Installé là, — vraisemblablement pour la vie, vu son âge, — Bénigne Bossuet, avec cette adresse que j’ai déjà rappelée, travailla à y rassembler et fixer ses enfants[1]. Dès 1639, à son aîné Claude, il procurait un canonicat à l’église cathédrale de Toul[2]. Et pour Jacques Bénigne, qui, lui aussi, était destiné à l’Église (dès huit ans, on le sait, il avait reçu la tonsure), il guettait un autre canonicat. Ce n’était pas gibier facile.
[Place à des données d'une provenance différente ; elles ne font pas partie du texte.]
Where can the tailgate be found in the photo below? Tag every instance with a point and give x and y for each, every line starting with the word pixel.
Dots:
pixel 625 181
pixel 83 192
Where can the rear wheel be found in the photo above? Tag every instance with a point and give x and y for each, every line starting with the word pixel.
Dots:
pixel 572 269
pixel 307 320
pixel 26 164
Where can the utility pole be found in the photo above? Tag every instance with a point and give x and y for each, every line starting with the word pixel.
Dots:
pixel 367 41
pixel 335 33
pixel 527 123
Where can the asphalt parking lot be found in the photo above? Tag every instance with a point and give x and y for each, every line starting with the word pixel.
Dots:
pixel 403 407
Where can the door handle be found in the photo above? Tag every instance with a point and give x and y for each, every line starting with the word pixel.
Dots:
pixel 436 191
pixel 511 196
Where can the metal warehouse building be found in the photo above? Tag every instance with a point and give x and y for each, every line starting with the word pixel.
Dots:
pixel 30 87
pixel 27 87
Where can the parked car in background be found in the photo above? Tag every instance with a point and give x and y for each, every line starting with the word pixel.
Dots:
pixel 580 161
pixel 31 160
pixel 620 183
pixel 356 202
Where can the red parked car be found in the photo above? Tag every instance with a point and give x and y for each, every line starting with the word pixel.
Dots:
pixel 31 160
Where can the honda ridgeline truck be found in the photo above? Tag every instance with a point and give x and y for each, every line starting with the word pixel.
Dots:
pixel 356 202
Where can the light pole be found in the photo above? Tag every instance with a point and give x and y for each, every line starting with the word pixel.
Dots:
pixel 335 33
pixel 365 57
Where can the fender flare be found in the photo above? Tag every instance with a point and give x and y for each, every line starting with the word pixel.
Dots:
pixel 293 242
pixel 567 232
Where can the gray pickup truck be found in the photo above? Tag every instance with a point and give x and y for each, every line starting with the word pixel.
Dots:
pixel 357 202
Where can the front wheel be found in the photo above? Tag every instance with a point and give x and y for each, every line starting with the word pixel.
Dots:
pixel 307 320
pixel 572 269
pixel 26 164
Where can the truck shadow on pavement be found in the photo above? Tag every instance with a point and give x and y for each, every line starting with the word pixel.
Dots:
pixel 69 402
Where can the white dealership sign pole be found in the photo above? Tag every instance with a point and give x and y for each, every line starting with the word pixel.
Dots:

Les bénéfices ecclésiastiques étaient tellement convoités et disputés partout ! Et quoique, en théorie, donnés à l’élection, ils étaient, si souvent, attribués déjà par avance quand la vacance devenait effective et connue ! Tel fut, précisément, le cas, lorsque en 1640, se présenta l’occasion au chapitre de l’Église cathédrale de Metz, « chapitre puissant et copieux, » comme écrivait en ce temps-là Abraham Fabert[3]. Le chanoine Jean Berlon, qui mourait le 12 octobre 1640, avait, — depuis douze ans ! — transmis son canonicat au sieur Saintignon, par voie de coadjutorerie. Il avait pris, sous prétexte de santé, un remplaçant avec succession future. C’était une procédure dont certains chapitres, celui de Metz en particulier, réclamaient le privilège.

Mais les privilèges, sous l’ancien régime, en se mêlant, s’opposaient. Les Chapitres revendiquaient aussi, presque tous,

  1. Voir pour tous les faits qui suivent, l’exposé (un peu tendancieux) de Floquet, Etudes, t. I ; Emmanuel Michel, Histoire du Parlement de Metz, 1845 ; Biographie du Parlement de Metz, 1853.
  2. Une des sœurs de Bossuet, Marguerite, entra en 1658, à quatorze ans, chez les Dominicaines de Toul, sous le nom de sœur Saint Alexis (Floquet, I, 543-544).
  3. Abraham Fabert (père du maréchal), dans le Voyage du Roy à Metz, 1610.